“In ’79 [when we played a show in Seattle], somebody goes ‘Hey, there’s a guy here named Floyd Rose and he wants to show you something.’
“He comes in and goes [with cupped hands], ‘You wanna try this?’ and I say, ‘Sure, what the fuck, why not!?’ So I gave him one of my guitars and asked him to put it in because I didn’t know how to do it. It was different to the Fender tailpiece and it wasn’t a direct swap.
“So I tried it, once it was ready to go and… it was a pain in the ass!
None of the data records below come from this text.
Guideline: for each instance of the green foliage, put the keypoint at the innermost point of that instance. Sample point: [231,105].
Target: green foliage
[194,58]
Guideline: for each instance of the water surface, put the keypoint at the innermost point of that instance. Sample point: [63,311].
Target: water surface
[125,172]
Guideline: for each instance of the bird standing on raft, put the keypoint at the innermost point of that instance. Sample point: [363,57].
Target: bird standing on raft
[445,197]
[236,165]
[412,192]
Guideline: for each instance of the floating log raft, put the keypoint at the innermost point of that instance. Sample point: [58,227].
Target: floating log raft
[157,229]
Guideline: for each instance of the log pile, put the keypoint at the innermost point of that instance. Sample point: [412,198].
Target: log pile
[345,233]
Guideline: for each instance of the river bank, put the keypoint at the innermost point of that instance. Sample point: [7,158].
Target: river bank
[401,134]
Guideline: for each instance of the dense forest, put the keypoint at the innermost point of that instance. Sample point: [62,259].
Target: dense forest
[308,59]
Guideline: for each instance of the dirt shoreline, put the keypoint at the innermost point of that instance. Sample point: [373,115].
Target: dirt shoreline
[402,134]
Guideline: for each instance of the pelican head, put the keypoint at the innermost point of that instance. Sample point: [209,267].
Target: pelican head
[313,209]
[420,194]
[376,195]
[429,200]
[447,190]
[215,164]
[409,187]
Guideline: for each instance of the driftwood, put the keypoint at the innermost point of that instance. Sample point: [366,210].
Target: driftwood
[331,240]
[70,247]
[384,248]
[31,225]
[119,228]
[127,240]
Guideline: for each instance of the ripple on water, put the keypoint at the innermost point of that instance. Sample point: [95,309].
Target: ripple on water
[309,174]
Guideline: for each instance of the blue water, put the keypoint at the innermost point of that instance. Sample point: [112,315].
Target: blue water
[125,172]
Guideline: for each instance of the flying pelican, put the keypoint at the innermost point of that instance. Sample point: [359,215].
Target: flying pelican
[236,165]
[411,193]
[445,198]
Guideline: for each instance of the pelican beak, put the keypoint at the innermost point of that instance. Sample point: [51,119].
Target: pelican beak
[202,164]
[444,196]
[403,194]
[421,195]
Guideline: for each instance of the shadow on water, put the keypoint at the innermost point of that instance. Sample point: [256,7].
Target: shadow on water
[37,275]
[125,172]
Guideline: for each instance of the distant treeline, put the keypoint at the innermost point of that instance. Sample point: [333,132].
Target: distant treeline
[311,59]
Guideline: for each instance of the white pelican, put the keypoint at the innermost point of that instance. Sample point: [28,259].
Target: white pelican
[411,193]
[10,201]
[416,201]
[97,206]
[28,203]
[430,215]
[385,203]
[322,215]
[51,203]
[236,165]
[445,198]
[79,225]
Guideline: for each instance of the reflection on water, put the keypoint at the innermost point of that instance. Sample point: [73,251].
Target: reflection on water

“For one, the Allen screws on the neck were very small, and in order to torque it down you’d either strip the Allen key or the screw would strip. But more importantly, when you’re playing the guitar, things bend and they move and the neck shifts a little bit.
“Depending on the temperature of the gig from the beginning to the end, the temperature fluctuates. So between every, fucking, song I had to unclamp and tune! And then Dave and the rest of the guys would be going, ‘Is he ready yet?!’ It was just a pain in the ass. So first I told him, ‘Beef the thing up!’ because I kept snapping shit.”
Reaching the part with his contribution, Van Halen said:
“So he comes back the next year with a beefed-up model. But there was still the problem of having to tune between every song, so I told him, ‘Put some fine-tuners on it. I played a little cello and violin when I was in elementary school and those instruments have finger adjustable fine-tuners. Okay?’
“Then the third year he comes along and goes [cupped hands] ‘I did it!’ and I go ‘No! You fucking numbnut!’ Because now you needed a wrench to fine-tune it! So now instead of three, you’ve got nine, you know?
“I’m going ‘No, you idiot, I meant fucking finger tuners! You’ve seen ’em before!’ Then he patents the fucking thing behind my back. Pissed me off… whatever!”